İsa’nın takipçileri kandaki küçük maddelerin kullanıldığı tedavileri kabul edebilir mi? Kutsal Kitap bu konuda ayrıntıya girmez, dolayısıyla her birey Tanrı’nın önünde kendi vicdani kararını vermelidir. Tanrı’nın İsrail’e verdiği Kanunda bir canlıdan çıkan kanın ‘toprağa dökülmesi’ talep ediliyordu (Tekrar 12:22-24). Bazıları bunu düşünerek kandaki küçük maddelerin tümünü reddeder. Bazıları ise kandaki küçük maddeleri içeren tedavileri kabul edebilir. Onlar kandan elde edilen küçük maddelerin, o kanın alındığı canlının yaşamını artık temsil etmediği sonucuna varabilirler.

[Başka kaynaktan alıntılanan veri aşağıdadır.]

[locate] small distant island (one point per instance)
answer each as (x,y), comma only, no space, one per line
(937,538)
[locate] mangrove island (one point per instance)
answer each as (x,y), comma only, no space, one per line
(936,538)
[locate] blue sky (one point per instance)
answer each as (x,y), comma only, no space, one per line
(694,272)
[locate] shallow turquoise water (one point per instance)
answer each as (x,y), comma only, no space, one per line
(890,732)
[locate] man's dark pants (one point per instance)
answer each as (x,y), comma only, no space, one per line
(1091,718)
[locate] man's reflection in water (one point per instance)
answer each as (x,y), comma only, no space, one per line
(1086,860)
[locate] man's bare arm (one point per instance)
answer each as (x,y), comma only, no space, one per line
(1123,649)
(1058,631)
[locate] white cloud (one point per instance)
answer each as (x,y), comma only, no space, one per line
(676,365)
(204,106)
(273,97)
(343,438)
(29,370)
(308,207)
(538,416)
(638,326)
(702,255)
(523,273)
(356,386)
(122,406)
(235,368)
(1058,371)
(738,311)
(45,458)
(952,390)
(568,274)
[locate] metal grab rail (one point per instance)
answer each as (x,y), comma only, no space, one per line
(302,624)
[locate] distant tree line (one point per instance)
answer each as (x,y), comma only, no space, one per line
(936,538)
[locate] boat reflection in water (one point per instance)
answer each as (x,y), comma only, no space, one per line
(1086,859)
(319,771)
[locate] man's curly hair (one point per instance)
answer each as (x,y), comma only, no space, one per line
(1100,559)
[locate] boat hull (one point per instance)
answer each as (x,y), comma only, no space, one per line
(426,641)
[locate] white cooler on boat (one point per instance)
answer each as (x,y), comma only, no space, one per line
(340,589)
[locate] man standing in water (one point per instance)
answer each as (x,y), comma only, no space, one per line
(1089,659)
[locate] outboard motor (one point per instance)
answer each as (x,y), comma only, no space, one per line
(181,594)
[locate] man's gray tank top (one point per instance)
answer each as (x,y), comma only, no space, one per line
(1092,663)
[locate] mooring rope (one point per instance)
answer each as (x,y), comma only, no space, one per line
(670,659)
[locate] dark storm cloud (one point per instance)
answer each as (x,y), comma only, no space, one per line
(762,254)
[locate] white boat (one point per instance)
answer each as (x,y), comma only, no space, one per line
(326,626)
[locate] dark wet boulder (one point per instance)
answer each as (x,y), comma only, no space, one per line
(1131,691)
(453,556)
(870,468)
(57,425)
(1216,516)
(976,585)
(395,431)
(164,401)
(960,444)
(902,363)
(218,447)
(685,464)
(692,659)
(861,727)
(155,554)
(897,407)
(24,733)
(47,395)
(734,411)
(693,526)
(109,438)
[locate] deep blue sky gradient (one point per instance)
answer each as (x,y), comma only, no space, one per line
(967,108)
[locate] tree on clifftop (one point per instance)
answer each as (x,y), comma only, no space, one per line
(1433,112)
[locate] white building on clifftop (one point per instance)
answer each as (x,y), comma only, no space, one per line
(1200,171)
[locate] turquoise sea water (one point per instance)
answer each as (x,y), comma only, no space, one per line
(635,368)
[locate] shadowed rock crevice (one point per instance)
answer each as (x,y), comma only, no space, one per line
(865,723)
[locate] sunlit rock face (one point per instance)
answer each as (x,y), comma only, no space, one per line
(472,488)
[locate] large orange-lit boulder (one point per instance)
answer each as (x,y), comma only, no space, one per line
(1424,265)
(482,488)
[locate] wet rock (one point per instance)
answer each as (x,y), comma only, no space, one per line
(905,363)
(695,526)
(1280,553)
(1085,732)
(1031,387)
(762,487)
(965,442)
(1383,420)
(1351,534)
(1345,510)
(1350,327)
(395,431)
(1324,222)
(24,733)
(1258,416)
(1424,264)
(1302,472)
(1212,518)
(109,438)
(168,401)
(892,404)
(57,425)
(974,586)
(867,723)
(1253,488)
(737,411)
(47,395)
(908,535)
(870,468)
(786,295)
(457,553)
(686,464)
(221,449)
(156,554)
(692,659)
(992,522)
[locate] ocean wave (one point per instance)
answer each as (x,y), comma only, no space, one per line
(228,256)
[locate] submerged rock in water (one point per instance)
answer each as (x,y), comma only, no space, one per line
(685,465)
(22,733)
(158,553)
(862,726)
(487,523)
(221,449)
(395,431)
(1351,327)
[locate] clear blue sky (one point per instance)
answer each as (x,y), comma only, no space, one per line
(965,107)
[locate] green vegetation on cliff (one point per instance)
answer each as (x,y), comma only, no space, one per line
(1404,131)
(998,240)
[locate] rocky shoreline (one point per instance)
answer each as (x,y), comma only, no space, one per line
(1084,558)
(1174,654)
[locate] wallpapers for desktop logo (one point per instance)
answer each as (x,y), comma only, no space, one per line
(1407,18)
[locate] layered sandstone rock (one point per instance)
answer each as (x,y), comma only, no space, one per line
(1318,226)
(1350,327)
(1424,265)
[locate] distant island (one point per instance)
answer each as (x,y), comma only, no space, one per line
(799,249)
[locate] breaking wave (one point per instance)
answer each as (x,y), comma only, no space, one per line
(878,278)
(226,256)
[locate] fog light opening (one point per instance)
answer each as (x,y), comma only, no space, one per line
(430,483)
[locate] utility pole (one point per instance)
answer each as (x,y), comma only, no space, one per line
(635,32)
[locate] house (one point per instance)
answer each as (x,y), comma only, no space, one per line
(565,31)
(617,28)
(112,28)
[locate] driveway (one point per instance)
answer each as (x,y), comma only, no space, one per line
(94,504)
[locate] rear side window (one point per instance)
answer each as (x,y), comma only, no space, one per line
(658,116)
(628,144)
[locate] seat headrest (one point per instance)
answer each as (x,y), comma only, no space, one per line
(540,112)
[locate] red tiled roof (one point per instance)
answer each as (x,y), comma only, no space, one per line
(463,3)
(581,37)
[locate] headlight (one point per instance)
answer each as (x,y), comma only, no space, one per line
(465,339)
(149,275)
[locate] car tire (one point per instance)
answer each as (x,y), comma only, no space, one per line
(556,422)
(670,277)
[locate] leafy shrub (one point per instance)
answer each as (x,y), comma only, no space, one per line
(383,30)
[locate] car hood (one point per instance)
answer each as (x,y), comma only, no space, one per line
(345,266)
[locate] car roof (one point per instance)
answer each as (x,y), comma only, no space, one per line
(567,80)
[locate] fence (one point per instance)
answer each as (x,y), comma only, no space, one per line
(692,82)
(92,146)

Kandaki küçük maddelerle ilgili karar verirken şu soruları düşünün: “Kandaki tüm küçük maddeleri reddetmenin bazı ilaçları da (örneğin kanamayı durdurmak amacıyla kanın pıhtılaşmasına yardım etmek için ya da hastalıklarla mücadelede kullanılan ilaçları) reddetmek anlamına geldiğinin farkında mıyım? Bir doktora kandaki küçük maddelerden birini ya da birkaçını neden reddettiğimi veya kabul ettiğimi açıklayabilir miyim?”

Cerrahi yöntemler. Bunlar arasında hemodilüzyon ve hücre kurtarma sayılabilir. Hemodilüzyon yönteminde, hastanın vücudundan dışarı aktarılan kanın yerine hacim artırıcı verilir ve ardından kan hastaya geri verilir. Hücre kurtarma yönteminde ise, ameliyat sırasında kaybedilen kan toplanıp hastaya geri verilir. Bir yaradan ya da vücut boşluğundan akan kan toplanır, yıkanır ya da filtre edilir ve ardından hastaya geri verilir. Her doktor bu yöntemleri farklı şekilde uygulayabileceğinden İsa’nın bir takipçisi doktorunun ne yapmayı düşündüğünü öğrenmelidir.

Bu yöntemler hakkında karar verirken kendinize şunları sorun: “Eğer kanımın bir kısmı vücudumun dışına aktarılacak ve belki kan dolaşımı bir süre için kesintiye uğrayacaksa, vicdanen bu kanı hâlâ vücudumun bir kısmı olarak görebilecek, dolayısıyla ‘toprağa dökülmesi’ gerekmediğini düşünebilecek miyim? (Tekrar 12:23, 24). Tıbbi bir uygulama sırasında kanımın bir kısmı dışarı aktarılır, işlemden geçirilir ve vücuduma geri verilirse, Kutsal Kitaba göre eğitilmiş vicdanım rahatsız olacak mı? Kendi kanımın kullanıldığı tüm tıbbi yöntemleri reddetmenin kan tahlilini, hemodiyalizi ya da kalp-akciğer makinesinin kullanımını da reddetmek anlamına geldiğinin farkında mıyım?”

Her Hıristiyan cerrahi bir yöntem sırasında kendi kanının nasıl kullanılacağına ilişkin kararını kendisi vermelidir. Aynı şey, kişinin kanından küçük bir miktar alıp onu bir şekilde işlemden geçirerek kişiye geri enjekte etmeyi içeren tıbbi testler ve tedavi yöntemleri için de geçerlidir.